[Lustre-discuss] Performance versus allocation balance(?)

Mon Jun 27 12:57:51 PDT 2011

On 2011-06-27, at 3:25 AM, Frank Heckes wrote:
> (many thanks to J. Lombardi directing our intention to this feature)
> we noticed that a filesytem based on
> 
>  2 x  (4 x OSS + 1 SFA 10000)
>  SLES11 + Lustre 1.8.4
> 
> slowed down drastically from 19.2 GB/s write throughput to 2.9 GB/s.
> Of course the environment wasn't changed. ;-) Measurements were taken on
> a nearly empty file system (19.2GB/s) and the current state 70% full
> (2.9GB/s). All measurements were performed exclusively during system
> maintenance. I.e. no other application using the cluster nor the storage
> devices were active.
> 
> When trying to find a solution to reach the 'old' value again a test
> changing the parameter 'qos_threshold_rr' to 100% leads to the desired
> performance.
> 
> Upon checking the performance counters on the OS and the SFA side we
> noticed that for the default setting for qos_threshold (16%) the
> 'distribution' of the objects was not equal. A large number of OST were
> completely inactive. We found as expected an equal load distribution for
> 100%.

This dynamic load balancing is intended to even out OST usage in case
the free space is imbalanced between OSTs.  I haven't heard it being
such a significant impact on performance in the past, however.

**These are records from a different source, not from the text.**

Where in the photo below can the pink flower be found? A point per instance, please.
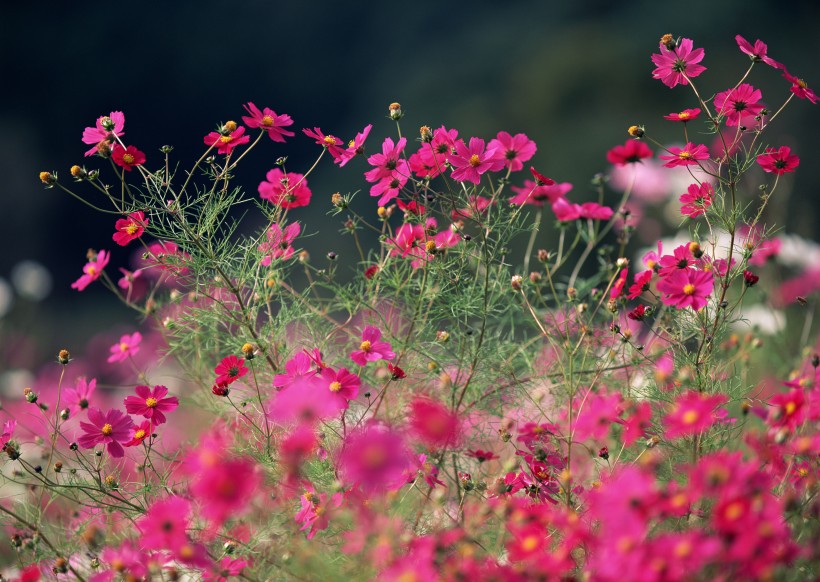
(107, 127)
(93, 269)
(684, 116)
(268, 120)
(687, 156)
(799, 87)
(673, 66)
(226, 141)
(693, 413)
(375, 458)
(371, 349)
(128, 157)
(738, 103)
(631, 152)
(537, 195)
(125, 348)
(342, 385)
(386, 163)
(330, 142)
(756, 52)
(434, 424)
(285, 190)
(696, 199)
(469, 163)
(512, 151)
(355, 147)
(229, 370)
(686, 288)
(110, 429)
(152, 404)
(78, 398)
(778, 161)
(278, 245)
(130, 228)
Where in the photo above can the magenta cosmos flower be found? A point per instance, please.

Do you have imbalanced free space on the OSTs?  If yes, how much and do
you know why it got imbalanced in the past?

> Does anyone can confirm this observation?
> 
> Is this really a 'feature' of Lustre and if so are there plans to
> 're-design' the object allocation part, so that
> 
> -a- full bandwidth can be reached with help of RR

There is a bug open that discusses how to improve the OST space balancing
using the round-robin allocator to avoid the dramatic performance loss
that you are seeing.  In https://bugzilla.lustre.org/show_bug.cgi?id=18547
there is a discussion of the issues and possible solutions, but work has
not progressed recently.

> -b- Allocation balancing is done with help of a 'background' thread
>    shifting objects accordingly to the striping policy of the file(s)
>    some time later to OSTs with lower object allocation?

This is a separate issue, and depends on at least part of the HSM feature
landing in order to provide the "layout lock" functionality to allow files
to change the OST objects over which they are striped in a safe way.  The
HSM policy engine is also well suited to doing background space management.

It is always better to do proper layout in the first place ("a" above) to
avoid the need to move data around afterward, so I think both approaches
are useful to implement.

Cheers, Andreas
--
Andreas Dilger 
Principal Engineer
Whamcloud, Inc.